Thursday, August 11, 2011

Syrian troops storm town near Turkish border

BEIRUT (AP) — The Syrian army stormed a northwestern town near Turkey's border on Thursday, and shot dead at least five people in a western town near the Lebanese border, activists said.

The shooting in the town of Qusair also wounded 16 other people, according to the Syrian Observatory for Human Rights. Damascus-based Abdul-Karim Rihawi, head of the Syrian Human Rights League, said seven people were killed.

It was not immediately possible to reconcile the discrepancy in the death toll.

Anti-government protests are common in Qusair and, combined with the early morning assault on the town of Saraqeb near the Turkish border, reflected the determination of President Bashar Assad to crush the five-month old uprising despite mounting international condemnation.

The U.S. imposed new sanctions on Wednesday, and a flurry of foreign diplomats have rolled through Damascus urging Assad to end a campaign of killing that rights groups say has left about 1,700 dead since mid-March. Turkey's foreign minister, a day after meeting with Assad, on Wednesday renewed his condemnation of the attacks.

The attack on Saraqeb is particularly noteworthy because it sits in Idlib, a province bordering Turkey. Intense protests in the area triggered a harsh government response, forcing hundreds of Syrians to flee across the border.
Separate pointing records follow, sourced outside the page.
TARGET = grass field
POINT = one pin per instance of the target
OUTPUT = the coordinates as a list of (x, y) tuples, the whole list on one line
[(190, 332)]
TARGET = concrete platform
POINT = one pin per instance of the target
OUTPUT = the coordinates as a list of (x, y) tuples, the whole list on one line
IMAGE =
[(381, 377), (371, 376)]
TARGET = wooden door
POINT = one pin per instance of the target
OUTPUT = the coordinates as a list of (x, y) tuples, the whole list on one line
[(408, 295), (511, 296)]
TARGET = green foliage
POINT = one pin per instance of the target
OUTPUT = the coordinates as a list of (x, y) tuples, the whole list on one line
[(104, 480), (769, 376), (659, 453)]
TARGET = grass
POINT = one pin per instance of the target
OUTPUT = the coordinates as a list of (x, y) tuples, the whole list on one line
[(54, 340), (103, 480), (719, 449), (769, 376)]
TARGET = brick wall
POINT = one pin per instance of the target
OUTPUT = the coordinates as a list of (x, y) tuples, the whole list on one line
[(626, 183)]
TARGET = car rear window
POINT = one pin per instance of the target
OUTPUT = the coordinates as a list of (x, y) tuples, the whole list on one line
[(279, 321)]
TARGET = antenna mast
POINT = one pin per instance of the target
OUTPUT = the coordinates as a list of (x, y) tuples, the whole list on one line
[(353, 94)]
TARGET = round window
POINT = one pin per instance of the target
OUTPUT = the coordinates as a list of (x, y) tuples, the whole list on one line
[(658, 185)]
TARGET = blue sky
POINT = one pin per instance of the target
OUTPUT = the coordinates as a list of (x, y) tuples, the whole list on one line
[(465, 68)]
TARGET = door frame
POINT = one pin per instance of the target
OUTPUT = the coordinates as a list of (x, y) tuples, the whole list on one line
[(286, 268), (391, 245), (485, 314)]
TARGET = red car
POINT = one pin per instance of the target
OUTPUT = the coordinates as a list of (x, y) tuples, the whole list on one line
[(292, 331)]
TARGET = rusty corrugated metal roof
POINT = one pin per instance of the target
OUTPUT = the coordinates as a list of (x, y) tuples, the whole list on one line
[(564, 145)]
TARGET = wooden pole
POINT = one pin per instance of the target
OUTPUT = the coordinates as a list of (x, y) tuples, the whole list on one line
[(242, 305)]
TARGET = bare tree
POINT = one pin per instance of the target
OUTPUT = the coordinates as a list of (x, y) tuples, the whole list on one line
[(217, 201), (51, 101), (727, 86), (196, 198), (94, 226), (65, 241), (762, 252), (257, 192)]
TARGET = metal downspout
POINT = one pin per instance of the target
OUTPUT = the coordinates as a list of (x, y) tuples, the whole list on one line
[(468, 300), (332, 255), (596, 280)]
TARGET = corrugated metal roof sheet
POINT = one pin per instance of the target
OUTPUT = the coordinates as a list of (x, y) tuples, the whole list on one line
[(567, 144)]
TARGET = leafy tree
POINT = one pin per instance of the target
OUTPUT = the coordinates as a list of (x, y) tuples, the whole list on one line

The military on Wednesday said it withdrew from residential districts in the area and returned to its barracks.

Troops detained at least 100 people in Saraqeb, according to the London-based Syrian Observatory for Human Rights. Explosions and gunfire reverberated through the area after the army rolled in, said the Local Coordination Committees, an activist group that helps organize and document the protests.

The military action came a day after the information ministry ferried local journalists to Idlib. A senior army officer told reporters that troops were withdrawing to their barracks, leaving residential districts in the province's cities.

On the same day, Syrian security forces shot dead at least 15 people in the central flashpoint city of Homs, according to the LCC.

The government justified its attacks on various cities by saying it was dealing with terrorist gangs and criminals who were fomenting unrest.

The uprising was inspired by the revolutions and calls for reform sweeping the Arab world, and activists and rights groups say most of those killed have been unarmed civilians. An aggressive new military offensive that began with the Ramadan at the start of the month killed several hundred people in just one week.

The London-based observatory said authorities on Wednesday night detained opposition figure Hassan Zahra during a raid in a Damascus suburb. Zahra, a 67-year-old member of the Communist Action Front, was detained at least once since the uprising began, it said.

International condemnation over the crackdown has been strong, and growing more forceful.

The Obama administration, which announced new sanctions Wednesday, is preparing for the first time to explicitly call for Assad to step down, officials have told the AP. The moves are a direct response to Assad's decision to escalate the crackdown by sending the army into opposition hotbeds.

The new sanctions affect the state-owned Commercial Bank of Syria and its Lebanon-based subsidiary, the Syrian Lebanese Commercial Bank, for what the U.S. says are their links to human rights abuses and to illegal weapons trade with North Korea.

Mobile phone company Syriatel was targeted because it is controlled by "one of the regime's most corrupt insiders," said David Cohen, the U.S. Treasury Department's undersecretary for terrorism and financial intelligence.

The action freezes any assets the firms have in U.S. jurisdictions and bans Americans from doing business with them. But they may not have much immediate economic impact because the U.S. already severely limits trade and economic ties with Syria.